Let's imagine that we want to enable the user to submit a tool for evaluation (with optional training) using one command of the client. What should be the information that the user must provide to the client? Also, it should be possible to use this command or a similar one to submit as part of a CI/CD workflow.
Submission during CI/CD workflow would probably look like this:
Submission request body:
Response:
@tschaffter, there are multiple things you touched on here which I will address.
docker push
out of the submit
command, but i think it's important for participants to know how to docker build
on their own. One of the biggest issues is that you don't get a digest until you push the docker image. Now that I have prefaced this, I will now talk about my solution using Synapse. There is already a command line function to submit the image. That being said, its really not as straightforward to use as it should, but currently I imagine the command can look something like this:
# This would be the entire workflow in the command line
## 1. Create synapse project, synapseclient will be installed due to nlpsandbox-cli dependency
synapse create Project --name "My Challenge Project"
# A synapse id will be returned from this, lets just say its syn12345
## 2. Log into docker.synapse.org
docker login docker.synapse.org
docker build -t docker.synapse.org/syn12345/my-model:latest .
docker push docker.synapse.org/syn12345/my-model:latest
# A synapse id and a shadigest will be created for this image. But I want the submit command to be:
## 3. Submit to evaluation queue
nlp-cli submit --docker_repo docker.synapse.org/syn111111/my-model:latest --projectId syn12345 --annotator_type {date, person, address} --teamId myteam_name
Step 3 will actually contain steps of its own:
All of this can be achieved in a CI/CD workflow
Now that I have gone through the whole workflow, lets try to simplify it a bit and just have participants build their docker image
docker build -t my-model:my-tag .
nlp-sandbox submit --docker-image my-model:my-tag --teamid team... --workspace_name
This submit function will essentially do:
Theres a lot I can say here, but I'll just touch on one key point - I think one of the main issues currently is that things are so tied to projects and projects have to be uniquely named. At the end of the day, it would be helpful for us to have a "copy" of the docker submission. So when people submit, I think its most efficient if they are "pushing" their docker image into a private registry that we already have access to but without having to have to create a workspace themselves. (They can specify a token)

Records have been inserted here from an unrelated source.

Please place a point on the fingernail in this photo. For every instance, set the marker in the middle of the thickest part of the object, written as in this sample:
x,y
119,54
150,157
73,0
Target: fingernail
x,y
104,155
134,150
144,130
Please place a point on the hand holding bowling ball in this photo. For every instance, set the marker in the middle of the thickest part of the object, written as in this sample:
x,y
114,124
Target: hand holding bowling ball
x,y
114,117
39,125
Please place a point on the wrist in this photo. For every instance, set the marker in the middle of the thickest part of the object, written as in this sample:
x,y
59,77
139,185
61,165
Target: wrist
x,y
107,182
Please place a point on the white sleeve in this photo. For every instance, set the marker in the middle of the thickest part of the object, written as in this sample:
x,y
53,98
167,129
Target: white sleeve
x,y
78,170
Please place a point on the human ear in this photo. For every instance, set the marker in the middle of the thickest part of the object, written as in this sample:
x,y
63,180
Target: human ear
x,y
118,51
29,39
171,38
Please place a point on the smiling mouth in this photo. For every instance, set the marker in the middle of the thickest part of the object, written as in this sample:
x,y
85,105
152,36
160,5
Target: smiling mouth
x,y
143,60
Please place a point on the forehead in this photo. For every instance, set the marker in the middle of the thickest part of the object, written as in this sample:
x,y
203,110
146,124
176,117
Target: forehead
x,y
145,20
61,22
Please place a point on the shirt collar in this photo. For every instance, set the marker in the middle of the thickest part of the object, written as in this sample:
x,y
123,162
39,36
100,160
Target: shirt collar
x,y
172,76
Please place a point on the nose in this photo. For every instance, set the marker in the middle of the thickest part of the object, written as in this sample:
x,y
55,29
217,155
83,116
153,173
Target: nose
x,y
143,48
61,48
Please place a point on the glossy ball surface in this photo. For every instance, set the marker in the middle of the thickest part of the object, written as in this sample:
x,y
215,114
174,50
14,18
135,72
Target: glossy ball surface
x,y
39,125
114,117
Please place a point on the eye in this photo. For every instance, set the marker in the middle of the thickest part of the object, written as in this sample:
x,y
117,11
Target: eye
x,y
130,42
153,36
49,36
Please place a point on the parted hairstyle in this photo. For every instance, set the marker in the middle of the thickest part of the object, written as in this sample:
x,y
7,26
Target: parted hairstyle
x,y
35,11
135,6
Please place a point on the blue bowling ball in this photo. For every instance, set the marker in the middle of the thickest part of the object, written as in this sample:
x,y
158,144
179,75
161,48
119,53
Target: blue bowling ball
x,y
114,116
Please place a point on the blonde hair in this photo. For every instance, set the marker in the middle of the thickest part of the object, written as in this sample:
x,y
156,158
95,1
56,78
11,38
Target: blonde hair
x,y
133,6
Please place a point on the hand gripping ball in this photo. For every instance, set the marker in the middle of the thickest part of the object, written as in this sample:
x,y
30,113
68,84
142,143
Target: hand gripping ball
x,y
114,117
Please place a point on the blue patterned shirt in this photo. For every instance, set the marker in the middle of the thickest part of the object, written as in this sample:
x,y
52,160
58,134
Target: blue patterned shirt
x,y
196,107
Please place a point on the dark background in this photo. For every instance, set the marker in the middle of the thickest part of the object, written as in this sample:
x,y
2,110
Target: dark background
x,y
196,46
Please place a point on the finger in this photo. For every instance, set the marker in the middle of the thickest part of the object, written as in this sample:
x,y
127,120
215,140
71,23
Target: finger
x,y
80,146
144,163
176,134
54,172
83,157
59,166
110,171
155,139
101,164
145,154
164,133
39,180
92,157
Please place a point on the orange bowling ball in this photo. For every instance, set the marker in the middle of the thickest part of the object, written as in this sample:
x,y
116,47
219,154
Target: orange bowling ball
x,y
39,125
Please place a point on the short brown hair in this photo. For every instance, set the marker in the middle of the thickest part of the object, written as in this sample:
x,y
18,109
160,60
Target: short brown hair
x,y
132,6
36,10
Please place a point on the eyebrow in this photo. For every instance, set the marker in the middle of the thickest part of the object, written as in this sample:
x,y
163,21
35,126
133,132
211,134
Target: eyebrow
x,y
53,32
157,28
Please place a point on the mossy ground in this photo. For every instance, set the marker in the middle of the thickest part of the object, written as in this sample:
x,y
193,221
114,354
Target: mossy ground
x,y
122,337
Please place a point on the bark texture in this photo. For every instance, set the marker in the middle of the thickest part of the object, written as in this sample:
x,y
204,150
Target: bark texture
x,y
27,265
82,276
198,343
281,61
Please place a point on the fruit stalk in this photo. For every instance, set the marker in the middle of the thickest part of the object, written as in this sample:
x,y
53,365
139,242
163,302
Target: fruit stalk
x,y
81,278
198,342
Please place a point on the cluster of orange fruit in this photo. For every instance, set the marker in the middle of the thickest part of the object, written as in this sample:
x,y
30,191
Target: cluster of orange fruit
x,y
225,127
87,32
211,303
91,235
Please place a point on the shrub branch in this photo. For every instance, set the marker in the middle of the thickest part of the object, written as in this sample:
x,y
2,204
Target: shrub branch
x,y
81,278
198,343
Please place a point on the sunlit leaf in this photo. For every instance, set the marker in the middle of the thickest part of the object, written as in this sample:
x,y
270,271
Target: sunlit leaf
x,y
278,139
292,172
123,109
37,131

We could include or exclude docker push out of the submit command, but i think it's important for participants to know how to docker build on their own. One of the biggest issues is that you don't get a digest until you push the docker image.

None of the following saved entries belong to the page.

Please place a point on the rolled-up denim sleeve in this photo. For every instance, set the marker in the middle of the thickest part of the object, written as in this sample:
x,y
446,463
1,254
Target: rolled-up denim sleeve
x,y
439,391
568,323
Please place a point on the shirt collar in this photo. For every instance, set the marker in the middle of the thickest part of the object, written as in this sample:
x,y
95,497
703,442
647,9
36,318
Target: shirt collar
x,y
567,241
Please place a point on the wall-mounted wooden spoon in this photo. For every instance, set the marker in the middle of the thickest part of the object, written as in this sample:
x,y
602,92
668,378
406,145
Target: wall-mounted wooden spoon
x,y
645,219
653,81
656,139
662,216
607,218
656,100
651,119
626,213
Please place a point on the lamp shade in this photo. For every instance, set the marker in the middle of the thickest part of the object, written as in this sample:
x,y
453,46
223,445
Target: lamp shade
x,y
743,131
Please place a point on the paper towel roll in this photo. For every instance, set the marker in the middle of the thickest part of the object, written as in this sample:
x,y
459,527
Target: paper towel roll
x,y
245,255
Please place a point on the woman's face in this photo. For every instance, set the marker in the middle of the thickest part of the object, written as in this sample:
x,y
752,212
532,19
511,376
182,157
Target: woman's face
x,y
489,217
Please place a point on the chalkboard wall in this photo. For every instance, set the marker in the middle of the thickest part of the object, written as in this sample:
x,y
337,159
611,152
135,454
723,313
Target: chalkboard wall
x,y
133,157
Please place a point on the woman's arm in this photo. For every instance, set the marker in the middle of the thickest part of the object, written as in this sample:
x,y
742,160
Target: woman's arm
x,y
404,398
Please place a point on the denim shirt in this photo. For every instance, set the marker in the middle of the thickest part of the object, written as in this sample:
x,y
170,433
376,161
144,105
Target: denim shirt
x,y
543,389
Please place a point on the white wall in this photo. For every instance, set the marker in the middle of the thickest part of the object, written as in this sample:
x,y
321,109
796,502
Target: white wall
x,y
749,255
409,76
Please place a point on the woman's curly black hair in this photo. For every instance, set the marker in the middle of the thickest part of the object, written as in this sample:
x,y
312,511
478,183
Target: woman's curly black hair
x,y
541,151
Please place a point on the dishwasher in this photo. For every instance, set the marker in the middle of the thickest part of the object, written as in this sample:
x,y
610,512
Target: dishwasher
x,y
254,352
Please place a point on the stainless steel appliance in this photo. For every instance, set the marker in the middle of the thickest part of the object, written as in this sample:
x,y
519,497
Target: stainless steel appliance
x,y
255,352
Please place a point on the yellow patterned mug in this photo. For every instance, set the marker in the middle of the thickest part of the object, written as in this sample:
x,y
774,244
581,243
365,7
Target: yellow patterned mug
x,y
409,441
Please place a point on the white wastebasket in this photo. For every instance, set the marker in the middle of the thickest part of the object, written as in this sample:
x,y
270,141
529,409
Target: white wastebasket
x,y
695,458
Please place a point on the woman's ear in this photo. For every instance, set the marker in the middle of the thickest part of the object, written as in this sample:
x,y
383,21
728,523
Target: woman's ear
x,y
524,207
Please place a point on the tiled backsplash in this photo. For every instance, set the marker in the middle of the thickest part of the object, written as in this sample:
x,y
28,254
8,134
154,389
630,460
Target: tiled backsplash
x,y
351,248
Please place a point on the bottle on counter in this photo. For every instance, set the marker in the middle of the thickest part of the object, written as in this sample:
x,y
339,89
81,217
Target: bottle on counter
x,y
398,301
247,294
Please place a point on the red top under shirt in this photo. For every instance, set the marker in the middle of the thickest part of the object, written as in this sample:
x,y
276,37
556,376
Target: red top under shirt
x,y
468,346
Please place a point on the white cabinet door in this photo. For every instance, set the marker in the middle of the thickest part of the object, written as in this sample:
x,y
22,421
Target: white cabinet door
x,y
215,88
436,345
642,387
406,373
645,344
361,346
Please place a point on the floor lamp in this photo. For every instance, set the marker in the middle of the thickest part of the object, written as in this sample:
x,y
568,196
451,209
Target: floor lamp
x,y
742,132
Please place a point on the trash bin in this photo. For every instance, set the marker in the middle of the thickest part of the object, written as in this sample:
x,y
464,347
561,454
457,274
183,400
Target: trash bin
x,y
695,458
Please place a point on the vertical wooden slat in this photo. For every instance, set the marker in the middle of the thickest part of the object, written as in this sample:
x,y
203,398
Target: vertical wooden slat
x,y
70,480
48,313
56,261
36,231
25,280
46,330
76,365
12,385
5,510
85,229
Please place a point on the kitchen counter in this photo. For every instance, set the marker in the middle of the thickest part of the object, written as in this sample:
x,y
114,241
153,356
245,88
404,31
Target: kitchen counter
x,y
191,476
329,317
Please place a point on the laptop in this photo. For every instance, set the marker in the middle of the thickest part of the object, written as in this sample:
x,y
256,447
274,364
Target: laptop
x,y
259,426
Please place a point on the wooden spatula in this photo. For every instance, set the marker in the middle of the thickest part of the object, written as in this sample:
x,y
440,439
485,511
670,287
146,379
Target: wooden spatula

Pushing the docker image should be done by the user using Docker tools so that we keep the client as simple as possible, development and maintenance wise.

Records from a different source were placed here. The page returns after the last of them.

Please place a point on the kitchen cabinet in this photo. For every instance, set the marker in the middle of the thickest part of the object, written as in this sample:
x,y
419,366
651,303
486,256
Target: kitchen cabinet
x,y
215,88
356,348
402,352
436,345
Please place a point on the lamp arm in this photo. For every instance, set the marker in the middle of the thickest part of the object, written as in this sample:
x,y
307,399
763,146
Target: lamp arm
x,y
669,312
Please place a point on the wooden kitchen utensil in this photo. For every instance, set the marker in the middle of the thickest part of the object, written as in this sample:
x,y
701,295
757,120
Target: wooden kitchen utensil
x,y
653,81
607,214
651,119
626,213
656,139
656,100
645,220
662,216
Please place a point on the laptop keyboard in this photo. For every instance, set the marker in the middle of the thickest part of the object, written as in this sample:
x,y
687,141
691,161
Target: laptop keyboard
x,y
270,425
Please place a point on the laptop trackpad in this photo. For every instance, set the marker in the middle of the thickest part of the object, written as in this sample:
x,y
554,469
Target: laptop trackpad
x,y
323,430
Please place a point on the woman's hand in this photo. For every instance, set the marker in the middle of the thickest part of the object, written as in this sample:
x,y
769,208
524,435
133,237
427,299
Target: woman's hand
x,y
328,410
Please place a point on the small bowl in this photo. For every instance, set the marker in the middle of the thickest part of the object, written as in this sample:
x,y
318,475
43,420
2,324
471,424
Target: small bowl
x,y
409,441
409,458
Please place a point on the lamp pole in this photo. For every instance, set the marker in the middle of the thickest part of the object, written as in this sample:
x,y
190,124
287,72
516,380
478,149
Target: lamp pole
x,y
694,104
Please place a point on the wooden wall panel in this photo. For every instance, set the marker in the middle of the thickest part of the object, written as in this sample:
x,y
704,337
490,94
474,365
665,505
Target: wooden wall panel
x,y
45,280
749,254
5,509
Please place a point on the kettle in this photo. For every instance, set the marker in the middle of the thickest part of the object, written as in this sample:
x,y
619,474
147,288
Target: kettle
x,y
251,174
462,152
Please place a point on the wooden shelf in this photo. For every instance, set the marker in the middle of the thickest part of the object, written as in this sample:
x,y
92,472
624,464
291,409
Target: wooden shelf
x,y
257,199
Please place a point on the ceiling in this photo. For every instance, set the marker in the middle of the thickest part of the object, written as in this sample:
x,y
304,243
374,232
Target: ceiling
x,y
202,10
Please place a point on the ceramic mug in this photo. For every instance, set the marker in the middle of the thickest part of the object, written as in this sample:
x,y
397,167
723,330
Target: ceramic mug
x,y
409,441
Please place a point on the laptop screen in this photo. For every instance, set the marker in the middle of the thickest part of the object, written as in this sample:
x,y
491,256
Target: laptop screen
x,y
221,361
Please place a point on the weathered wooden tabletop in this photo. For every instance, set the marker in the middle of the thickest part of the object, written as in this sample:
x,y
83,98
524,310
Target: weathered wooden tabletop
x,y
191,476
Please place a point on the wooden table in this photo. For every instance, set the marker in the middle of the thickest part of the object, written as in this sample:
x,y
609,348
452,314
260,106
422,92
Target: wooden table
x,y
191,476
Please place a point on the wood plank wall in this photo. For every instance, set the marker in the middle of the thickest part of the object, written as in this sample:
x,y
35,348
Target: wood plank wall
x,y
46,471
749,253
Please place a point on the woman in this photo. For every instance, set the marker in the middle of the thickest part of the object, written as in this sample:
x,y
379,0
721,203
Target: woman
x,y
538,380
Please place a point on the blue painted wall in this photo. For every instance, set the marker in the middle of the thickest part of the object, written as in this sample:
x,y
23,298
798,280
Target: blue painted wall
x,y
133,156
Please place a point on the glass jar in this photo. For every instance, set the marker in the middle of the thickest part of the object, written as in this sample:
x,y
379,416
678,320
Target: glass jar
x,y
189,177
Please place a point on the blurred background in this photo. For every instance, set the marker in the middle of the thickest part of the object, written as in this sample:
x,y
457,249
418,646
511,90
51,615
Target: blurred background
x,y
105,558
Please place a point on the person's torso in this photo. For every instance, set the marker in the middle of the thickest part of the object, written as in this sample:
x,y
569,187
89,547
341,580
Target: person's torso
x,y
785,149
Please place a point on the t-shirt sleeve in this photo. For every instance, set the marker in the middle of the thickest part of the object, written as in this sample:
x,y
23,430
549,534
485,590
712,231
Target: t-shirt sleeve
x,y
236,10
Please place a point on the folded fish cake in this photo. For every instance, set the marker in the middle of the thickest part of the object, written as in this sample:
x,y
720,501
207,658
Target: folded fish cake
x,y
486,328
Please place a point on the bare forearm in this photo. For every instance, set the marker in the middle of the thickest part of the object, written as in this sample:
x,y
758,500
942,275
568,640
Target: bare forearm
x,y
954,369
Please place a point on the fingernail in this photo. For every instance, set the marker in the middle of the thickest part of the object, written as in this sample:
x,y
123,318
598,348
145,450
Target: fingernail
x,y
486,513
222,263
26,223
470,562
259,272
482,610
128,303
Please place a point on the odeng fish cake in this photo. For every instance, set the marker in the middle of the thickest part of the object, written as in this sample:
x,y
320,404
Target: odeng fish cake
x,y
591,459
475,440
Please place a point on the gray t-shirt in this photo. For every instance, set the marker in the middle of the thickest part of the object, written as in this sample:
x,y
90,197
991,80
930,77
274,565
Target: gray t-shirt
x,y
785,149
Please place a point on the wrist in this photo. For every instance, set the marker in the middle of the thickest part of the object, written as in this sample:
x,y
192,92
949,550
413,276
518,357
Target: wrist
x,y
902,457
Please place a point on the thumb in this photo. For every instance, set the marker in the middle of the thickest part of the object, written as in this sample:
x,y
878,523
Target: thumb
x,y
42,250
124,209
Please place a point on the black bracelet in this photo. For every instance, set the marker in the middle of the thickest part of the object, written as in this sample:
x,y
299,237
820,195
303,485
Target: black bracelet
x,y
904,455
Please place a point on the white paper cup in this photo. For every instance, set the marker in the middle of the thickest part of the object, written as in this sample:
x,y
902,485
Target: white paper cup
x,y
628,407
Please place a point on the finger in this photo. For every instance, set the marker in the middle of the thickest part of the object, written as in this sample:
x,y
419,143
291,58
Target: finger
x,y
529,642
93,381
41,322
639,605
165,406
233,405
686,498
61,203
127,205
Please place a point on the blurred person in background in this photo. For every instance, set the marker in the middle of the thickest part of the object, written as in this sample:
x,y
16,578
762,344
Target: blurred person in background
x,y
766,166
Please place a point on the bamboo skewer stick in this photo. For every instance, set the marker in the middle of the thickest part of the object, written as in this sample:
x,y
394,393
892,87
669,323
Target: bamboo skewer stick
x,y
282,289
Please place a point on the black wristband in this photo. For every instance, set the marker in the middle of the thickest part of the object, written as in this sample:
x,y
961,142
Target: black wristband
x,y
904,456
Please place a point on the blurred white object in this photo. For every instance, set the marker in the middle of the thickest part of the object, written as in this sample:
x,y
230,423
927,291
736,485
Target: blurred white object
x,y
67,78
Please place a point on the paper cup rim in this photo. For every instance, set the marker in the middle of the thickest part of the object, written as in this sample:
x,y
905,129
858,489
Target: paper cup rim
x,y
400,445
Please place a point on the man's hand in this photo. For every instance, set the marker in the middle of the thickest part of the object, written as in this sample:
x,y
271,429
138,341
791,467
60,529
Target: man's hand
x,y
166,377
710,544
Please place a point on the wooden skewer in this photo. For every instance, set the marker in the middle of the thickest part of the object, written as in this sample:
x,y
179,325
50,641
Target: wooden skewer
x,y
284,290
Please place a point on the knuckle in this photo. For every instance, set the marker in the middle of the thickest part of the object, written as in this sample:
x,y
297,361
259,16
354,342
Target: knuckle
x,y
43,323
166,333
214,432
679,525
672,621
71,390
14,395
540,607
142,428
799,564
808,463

This approach also offers more flexibility to the user. Example: our example annotators already have a job in the GH CI/CD workflow to lint, test and publish the docker image to DockerHub. There are already GH Action that helps with pushing Docker images to registries. This workflow is standard. In order to submit the annotator for evaluation to the NLP Sandbox, the user should add one job to the CI/CD workflow that leverage the previous job (publication of the docker image).
The submission request body you specified looks fine, but if they are able to build and push an image, they won't need the API key to access the image (it'll have already been pushed)
The API key would be for us (the infrastructure) to pull a private image from DockerHub
Thanks @tschaffter, that is what I originally had in mind as well. I think participants should do the docker push
, but I wanted to keep the options open. One thing that we will really need to tackle is the ability to pull down private images and cache the submission. What we are actually missing are scoped access tokens per private docker repository, I don't think we should collect API keys from participants, as these API keys can actually do more than just "get one specific docker repository". It would be a security concern.
Furthermore, I still haven't fully added support for Dockerhub repositories, but what we can do is to have participants submit a yaml or json file.
docker_image: my-model
docker_digest: sha25....
This complicates things a bit, because participants must also share with a service user (dockerhub/synapse docker registry) so that the specific service user can access it, whereas right now when people submit a docker repository on Synapse, the admins to the queue automatically have access to it, AND the docker repo+digest is cached "forever". What we can do to circumvent these issues is to:
I am also in favor of having participants submit as a team, this would be the steps to getting started with teams:
I can invalidate all submissions that don't have a team id. I could even make a convenience function that creates or uses an existing team for users and auto registers that team to the challenge.
Get all the submissions objects submitted in the past. We could add an option to show only the submissions with a given status (e.g. Running, Completed), show only the last N submission (e.g. --head 5).